In one experiment, they extracted the microbe-rich fluid directly from the rumen of live cows, and mixed it with cellulose to make a fuel cell that produced about 600 milliVolts. Each cell used about half a litre of rumen fluid, and two of them would be able to recharge an AA sized battery.

Although the output is small, the ultimate aim is to use not the rumen fluid, but cow manure, to generate electricity, since both undigested cellulose and the rumen bacteria are present in manure. Although the methane from cow manure has been used previously to produce electricity, it has involved burning the gas, and the combustion equipment needed is expensive and inefficient.

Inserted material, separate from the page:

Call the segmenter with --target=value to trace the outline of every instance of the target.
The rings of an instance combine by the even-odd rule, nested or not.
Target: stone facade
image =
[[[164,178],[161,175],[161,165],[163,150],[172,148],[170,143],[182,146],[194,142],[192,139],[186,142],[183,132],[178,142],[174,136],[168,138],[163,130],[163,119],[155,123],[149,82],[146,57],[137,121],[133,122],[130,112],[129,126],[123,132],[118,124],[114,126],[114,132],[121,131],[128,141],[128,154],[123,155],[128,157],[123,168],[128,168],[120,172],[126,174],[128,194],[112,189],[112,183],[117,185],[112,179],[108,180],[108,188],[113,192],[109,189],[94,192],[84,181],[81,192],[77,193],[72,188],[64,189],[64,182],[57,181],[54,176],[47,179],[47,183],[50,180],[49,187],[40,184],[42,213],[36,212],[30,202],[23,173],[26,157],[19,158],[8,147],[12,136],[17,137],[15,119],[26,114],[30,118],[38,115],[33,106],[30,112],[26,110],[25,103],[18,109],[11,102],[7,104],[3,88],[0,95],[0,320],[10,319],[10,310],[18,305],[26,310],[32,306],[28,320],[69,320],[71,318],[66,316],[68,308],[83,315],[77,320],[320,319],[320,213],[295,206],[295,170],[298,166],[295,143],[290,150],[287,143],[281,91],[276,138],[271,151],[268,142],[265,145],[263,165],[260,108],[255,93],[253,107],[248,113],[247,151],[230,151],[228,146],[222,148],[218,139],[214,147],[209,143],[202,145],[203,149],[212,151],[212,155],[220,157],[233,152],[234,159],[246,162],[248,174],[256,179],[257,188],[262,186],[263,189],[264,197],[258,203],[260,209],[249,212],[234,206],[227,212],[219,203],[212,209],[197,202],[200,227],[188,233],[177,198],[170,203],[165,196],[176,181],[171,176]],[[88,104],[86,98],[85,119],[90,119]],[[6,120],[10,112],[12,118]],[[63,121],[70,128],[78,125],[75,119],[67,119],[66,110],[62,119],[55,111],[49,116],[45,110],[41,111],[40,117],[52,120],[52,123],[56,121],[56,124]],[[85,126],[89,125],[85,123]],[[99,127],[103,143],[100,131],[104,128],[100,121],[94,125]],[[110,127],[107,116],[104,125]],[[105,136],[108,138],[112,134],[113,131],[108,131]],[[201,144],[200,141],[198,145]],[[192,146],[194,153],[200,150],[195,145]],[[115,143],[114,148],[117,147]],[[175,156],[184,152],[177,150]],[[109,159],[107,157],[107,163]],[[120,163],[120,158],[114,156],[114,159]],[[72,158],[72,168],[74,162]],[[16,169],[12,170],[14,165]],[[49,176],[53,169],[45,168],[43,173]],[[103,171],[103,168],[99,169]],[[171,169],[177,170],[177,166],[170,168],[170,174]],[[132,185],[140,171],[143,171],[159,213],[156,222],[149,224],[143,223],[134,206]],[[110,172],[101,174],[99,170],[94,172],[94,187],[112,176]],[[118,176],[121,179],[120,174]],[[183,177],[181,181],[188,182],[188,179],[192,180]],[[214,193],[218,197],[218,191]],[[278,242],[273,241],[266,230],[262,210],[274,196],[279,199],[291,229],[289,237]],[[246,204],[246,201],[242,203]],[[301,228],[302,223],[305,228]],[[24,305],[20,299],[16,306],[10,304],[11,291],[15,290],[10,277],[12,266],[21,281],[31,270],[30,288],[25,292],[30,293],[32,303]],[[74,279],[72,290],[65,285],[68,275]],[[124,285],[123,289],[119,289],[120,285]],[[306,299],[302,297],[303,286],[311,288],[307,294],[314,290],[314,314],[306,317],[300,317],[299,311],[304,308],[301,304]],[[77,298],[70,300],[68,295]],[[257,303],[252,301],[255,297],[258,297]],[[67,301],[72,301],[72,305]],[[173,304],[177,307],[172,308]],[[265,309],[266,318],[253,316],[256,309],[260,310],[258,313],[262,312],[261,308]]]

At another meeting in Washington DC, just 10 days later, they were able to beef up their claims. Using the manure itself, the team and a group of undergraduates was able to construct fuel cells producing 300 to 400 mV each, and was sustained for over 30 days without a drop in output. In principal, the cells will produce electricity for as long as the reacting components are present – and the cows keep on producing it. “The hope is that one day livestock farmers could use their farm’s livestock waste lagoon as a huge fuel cell and generate enough power for their operation,” Rismani-Yazdi said.

What I find particularly exciting about this idea is that sheep and cattle are farmed all over the world, and so there is potential for cheap electricity generation for developing nations. As Christy pointed out, “Both studies suggest that cow waste is a promising fuel source. It’s cheap and plentiful, and it may someday be a useful source of sustainable energy in developing parts of the world.”